L’alternativa alla Pedagogia, è la sua assenza, ovvero la mancanza di una scienza multidisciplinare che si occupi dello studio delle problematiche educative e formative, con elaborazione/proposizione dei relativi modelli d’intervento.
Siccome l’approccio a tali aspetti non è eludibile, in particolare relativamente agli aspetti formativi nei contesti formali, l’assenza di cui sopra verrebbe colmata (se va bene) da modelli completamente autoreferenziali, poco strutturati e poveri di contributi provenienti da discipline che semplicemente non possono essere ignorate, oppure: da quell’idealismo pedagogico (Gentile, toh) che nel nostro Paese ha fatto non pochi danni.
Ecco cosa chiama in causa l’affermazione: «pedagogia .. brr, mi fa orrore» ed era ad essa che mi rivolgevo.
Nonostante l’affermazione generalizzata ed il preciso contesto del thread, sappiamo entrambi che la Pedagogia si articola potenzialmente nell’arco di vita e non riguarda esclusivamente l’istruzione in senso stretto.
Anche così, però, mi sfugge come una vicinanza alle posizioni Girardiane possa dichiarare il tramonto della scienza in questione.
Mi pervengono invece considerazioni di stampo opposto, laddove è bene primario il confronto tra ipotesi e le validazioni che pervengono loro dalle altre discipline, in particolare dalle neuroscienze.
Quali benefici siano giunti da quest’ultime alla famosa ipotesi Girardiana, pardon: anche Girardiana, lo saprai di sicuro.
È talmente primario, il bene di cui sopra, che mi sembra proprio che le sfide che la moderna Pedagogia debba cogliere siano incentrate sul rapporto con la ricerca in tali ambiti, con l’ovvio obbiettivo di cogliere – possibilmente senza forzarli – aspetti teorici e soluzioni operative.
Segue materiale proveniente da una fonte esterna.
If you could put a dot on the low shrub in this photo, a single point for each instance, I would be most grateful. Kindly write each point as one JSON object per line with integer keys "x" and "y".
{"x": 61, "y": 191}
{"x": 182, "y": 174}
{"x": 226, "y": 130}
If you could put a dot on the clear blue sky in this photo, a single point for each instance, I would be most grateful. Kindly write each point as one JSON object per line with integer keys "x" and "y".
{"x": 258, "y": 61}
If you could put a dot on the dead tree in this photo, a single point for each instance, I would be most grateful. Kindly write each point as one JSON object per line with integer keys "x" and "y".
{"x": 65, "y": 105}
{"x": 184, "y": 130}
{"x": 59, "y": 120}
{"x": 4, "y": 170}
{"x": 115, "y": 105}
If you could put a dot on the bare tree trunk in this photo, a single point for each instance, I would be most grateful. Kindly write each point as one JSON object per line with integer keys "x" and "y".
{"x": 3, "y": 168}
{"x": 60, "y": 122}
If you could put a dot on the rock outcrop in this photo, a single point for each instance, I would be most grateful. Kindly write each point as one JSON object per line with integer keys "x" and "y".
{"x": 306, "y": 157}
Confondere la Pedagogia nella sua interezza, con le istanze che di essa vengono accolte (o meno) in un determinato contesto socioculturale è un errore talmente banale che di certo non ti ascrivo, ma se da alcuni aspetti negativi, perfettibili, arrivi a bollare in un certo modo l’intera disciplina, ecco che qualcosa accade ed è di nuovo a te che indirizzavo l’interpretazione dicotomica della realtà, di questo suo aspetto.
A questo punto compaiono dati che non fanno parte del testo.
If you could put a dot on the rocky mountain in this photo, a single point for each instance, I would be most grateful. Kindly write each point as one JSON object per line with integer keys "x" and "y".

Il modello positivista, non è più quello di un tempo, se non per gli integralisti, che poi – magari -hanno un nome ben preciso e la critica, se la si vuol vedere, è ben più precisa e pungente quando interna ed è talmente ampia che non può che raggiungere gli statuti epistemologici meno solidi.
Essa, però, non frantuma la convinzione che è solo percorrendo questa strada che si può costruire, che si può progredire in quello che – al momento – è il paradigma meno traballante che siamo riusciti a costruire e che, magari non sarà esaustivo, ma di sicuro è irrinunciabile.
Dichiarare ciò - è concludo - non significa necessariamente evocare la dissoluzione di sensibilità, emotività, spiritualità; penso infatti e chiudo il cerchio, esistano spazi contigui, convivenze possibili.